ギルベルトがクラウスに出会う過去編です。

いろいろな暴力表現がありますので、閲覧にご注意ください。

 ギルベルトは、幼い頃から人より優れた身体能力があった。

 魔法の発現も早く、12歳の魔力判定を待たずに風魔法の素質を開花させた。

 将来は、王都の騎士として身を立てられると、周囲が期待するほどには、才能が突出していた。


 ギルベルトの一家は平民であったが、親族は東の広大な領地を持つブルーメンタール侯爵家で、祖父が先代当主の従兄弟に当たった。
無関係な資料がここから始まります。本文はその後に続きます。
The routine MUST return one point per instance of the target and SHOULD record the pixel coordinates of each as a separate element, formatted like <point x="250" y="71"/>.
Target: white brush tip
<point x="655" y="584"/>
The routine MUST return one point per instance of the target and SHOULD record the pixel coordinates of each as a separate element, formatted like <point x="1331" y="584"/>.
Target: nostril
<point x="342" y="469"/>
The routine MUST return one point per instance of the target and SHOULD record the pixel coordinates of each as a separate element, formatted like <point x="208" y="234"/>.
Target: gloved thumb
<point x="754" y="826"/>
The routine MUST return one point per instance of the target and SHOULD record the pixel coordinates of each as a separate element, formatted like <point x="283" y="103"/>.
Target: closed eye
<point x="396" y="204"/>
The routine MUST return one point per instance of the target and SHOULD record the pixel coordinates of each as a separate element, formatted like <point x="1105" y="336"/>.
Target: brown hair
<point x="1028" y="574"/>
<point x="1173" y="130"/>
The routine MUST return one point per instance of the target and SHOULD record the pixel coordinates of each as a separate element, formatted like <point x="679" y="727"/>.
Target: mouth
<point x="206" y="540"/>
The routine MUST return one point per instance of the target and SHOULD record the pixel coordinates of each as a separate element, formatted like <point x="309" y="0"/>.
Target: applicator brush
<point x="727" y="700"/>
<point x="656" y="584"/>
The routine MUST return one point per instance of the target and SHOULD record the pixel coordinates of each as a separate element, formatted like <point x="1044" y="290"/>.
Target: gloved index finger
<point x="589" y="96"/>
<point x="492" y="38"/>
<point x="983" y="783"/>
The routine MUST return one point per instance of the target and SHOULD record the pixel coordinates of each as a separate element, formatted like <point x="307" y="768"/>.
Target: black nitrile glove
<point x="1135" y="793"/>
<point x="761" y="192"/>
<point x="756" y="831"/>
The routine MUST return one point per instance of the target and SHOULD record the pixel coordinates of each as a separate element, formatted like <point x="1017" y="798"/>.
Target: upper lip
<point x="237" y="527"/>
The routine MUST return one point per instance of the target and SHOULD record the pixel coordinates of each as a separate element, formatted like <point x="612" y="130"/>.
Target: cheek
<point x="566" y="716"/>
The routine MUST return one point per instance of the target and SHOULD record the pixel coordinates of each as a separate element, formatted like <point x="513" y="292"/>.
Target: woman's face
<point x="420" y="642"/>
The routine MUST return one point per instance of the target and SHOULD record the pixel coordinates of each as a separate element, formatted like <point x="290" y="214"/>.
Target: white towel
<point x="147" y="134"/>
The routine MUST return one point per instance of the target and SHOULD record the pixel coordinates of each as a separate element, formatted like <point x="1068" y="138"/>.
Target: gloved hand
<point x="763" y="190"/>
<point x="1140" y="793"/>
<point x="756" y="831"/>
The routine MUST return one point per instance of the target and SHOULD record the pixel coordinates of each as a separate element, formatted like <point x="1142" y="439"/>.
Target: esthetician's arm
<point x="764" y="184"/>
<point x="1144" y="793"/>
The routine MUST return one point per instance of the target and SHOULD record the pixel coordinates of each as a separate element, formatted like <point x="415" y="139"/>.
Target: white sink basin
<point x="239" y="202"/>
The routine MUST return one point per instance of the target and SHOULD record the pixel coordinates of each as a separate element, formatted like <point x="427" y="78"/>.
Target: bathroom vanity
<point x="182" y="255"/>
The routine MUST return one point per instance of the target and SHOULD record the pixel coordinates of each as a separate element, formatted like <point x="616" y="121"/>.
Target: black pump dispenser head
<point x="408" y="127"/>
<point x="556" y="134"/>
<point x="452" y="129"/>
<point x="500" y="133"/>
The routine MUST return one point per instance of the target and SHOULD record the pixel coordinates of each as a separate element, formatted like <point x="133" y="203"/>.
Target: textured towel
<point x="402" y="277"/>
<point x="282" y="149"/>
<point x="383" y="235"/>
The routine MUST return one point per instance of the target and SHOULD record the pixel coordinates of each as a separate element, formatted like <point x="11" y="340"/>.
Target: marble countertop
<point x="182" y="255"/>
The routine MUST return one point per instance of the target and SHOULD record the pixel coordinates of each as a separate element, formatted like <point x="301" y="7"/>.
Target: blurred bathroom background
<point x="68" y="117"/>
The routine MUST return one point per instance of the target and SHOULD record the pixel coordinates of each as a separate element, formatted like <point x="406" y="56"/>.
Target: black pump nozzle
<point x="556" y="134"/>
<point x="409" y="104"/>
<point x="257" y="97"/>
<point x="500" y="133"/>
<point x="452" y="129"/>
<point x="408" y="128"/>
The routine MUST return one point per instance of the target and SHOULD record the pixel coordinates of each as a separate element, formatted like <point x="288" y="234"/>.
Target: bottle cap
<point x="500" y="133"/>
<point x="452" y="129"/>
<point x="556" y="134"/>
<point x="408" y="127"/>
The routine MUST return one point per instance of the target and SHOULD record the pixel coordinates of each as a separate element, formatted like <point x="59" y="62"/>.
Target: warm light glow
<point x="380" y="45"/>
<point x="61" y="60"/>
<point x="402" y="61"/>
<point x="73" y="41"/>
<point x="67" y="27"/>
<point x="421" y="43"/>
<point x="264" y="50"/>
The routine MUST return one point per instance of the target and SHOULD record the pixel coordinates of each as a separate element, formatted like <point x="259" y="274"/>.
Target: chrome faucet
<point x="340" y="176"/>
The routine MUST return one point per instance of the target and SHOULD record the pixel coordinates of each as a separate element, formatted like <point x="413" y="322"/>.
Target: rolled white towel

 恐らく一般の平民よりは裕福な暮らしをしていたが、ギルベルトが物心つく頃には本家との繋がりは無いに等しく、ギルベルトはある程度の作法を学ぶも、体を動かす方が好きだったので、およそ貴族とは縁遠い生活をしていた。

 ギルベルトの能力は父譲りで、鍛錬の手ほどきも父から教わった。父自身も領地騎士団でも屈指の実力者になれたと思われたが、父は左腕が不自由でしがない地方役人だった。腕が不自由な理由を、父の口から聞くことは無かった。


 そんな中、父が流行り病でこの世を去った。ギルベルトが14歳の時だ。

 父は、役人として病の収拾に奔走したが、その半ばで斃れたのだ。


 母とギルベルトは災禍を免れたが、父を亡くして、二人で糧を得ていかなければならなくなった。


 母はあまり体が丈夫な方ではないので、ギルベルトは無理をさせられないと、父方のなけなしの伝手で王都の騎士団の従騎士になることにした。従騎士は寮住まいで、食事は食堂でとれるようになっており、少ないながらもきちんと給与が出るのだ。


 本当は母の側に居て稼ぐ方が良かったが、この年齢で最も良い待遇だったのが従騎士だったのだ。自分が贅沢さえしなければ、それなりの仕送りが出来た。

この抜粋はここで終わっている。